Oczywiście, że Raków miał problem nie tylko z transferami wewnętrznymi. Szukając poza Polską, również kosztownie się mylił, by wspomnieć choćby Sonny’ego Kittela, czy większość zaciągu dyrektora sportowego Samuela Cardenasa. W ostatnich oknach sytuacja się jednak odwróciła. Jeśli Raków ma ściągnąć jakiegoś ciekawego zawodnika, zwykle będzie to ktoś znaleziony za granicą. Z sześciu piłkarzy, których sprzedał za ponad milion euro, jedynie Piątkowski i Yeboah grali wcześniej w Polsce, choć ten drugi sukcesem był jedynie finansowym, nie sportowym. Jedno i drugie udało się połączyć w przypadkach Antego Crnaca, Vladana Kovacevicia, Davida Tijanicia czy Gustava Berggrena, zawodników odkrytych przez skauting.

Najlepsi piłkarze Rakowa ostatnich lat – Fran Tudor, Ivi Lopez, Stratos Svarnas czy Władysław Koczergin – to podobne historie. Ponad sto meczów w barwach tego klubu rozegrali też w ostatnich latach m.in. Tomas Petrasek, Ben Lederman, Giannis Papanikolaou czy Petr Schwarz. Napastnik, który zdołał strzelić najwięcej goli w jednym sezonie, to Jonatan Brunes.

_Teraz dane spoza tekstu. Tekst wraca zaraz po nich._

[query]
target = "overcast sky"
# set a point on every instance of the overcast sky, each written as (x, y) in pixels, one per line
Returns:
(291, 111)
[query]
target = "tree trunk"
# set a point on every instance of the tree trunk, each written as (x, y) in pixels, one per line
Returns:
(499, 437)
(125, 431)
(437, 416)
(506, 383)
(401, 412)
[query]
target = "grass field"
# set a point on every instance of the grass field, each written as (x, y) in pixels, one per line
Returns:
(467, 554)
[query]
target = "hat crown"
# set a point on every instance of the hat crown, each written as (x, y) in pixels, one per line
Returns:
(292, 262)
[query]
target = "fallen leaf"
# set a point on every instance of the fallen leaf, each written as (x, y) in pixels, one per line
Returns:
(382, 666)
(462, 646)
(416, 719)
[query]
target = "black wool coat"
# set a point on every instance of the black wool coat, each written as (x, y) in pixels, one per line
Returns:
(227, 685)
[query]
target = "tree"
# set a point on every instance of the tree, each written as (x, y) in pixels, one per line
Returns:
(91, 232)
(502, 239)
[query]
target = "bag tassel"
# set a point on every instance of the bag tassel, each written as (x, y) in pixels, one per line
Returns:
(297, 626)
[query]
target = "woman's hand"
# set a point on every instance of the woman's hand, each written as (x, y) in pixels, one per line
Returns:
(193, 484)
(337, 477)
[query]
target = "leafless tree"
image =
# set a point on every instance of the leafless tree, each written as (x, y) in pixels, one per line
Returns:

A Kacpra Trelowskiego, uznanego za najlepszego bramkarza w lidze, Raków sam wychował. Z rynku wewnętrznego, dla przeciwwagi wśród fundamentalnych postaci, z obecnych piłkarzy można umieścić jedynie Arsenicia czy Silvę. To mało, jak na skalę inwestycji oraz fakt, że mowa o piłkarzach, w których przypadku nie powinno być bariery aklimatyzacji, czy niedostatecznej wiedzy. Przecież Raków w momencie transferu wiedział o nich wszystko.

Kontuzje i infrastruktura

Patrząc na trudne początki Tomasza Pieńki w Częstochowie – w dwóch pierwszych meczach zmieniony w przerwie – nie można oczywiście przesądzać, w którą stronę potoczy się jego relacja z Papszunem. Niewykluczone, że odbiera właśnie przyspieszoną szkołę życia, która zaowocuje tak, jak w zeszłym sezonie wędka rzucona Brunesowi.

Patrząc jednak, jak w Rakowie, z różnych przyczyn, grzęzły w ostatnich latach kariery Ameyawa, Mosóra, Pestki, Drachala, Myszora i innych jeszcze rozwojowych Polaków, można się zastanawiać, czy akurat transfer do tego klubu to najlepszy kolejny krok w karierze. Można oczywiście kontrować, że wielu z nich przeszkodziło zdrowie. Tyle że kontuzje nie zawsze są zsyłane przez niebiosa niewinnym Hiobom. Czasem to wynik intensywności treningów, nawału meczów, ale czasem też zwyczajnie ograniczonych warunków treningowych, niedoboru boisk, czy odpowiedniej infrastruktury. Jeśli klub co roku ma plagę kontuzji, coraz trudniej traktować to jako przypadek. Zwłaszcza gdy ktoś, jak Mosór, przez dwa lata niemal nie opuszcza meczów, by nagle z kontuzji przechodzić w kolejną.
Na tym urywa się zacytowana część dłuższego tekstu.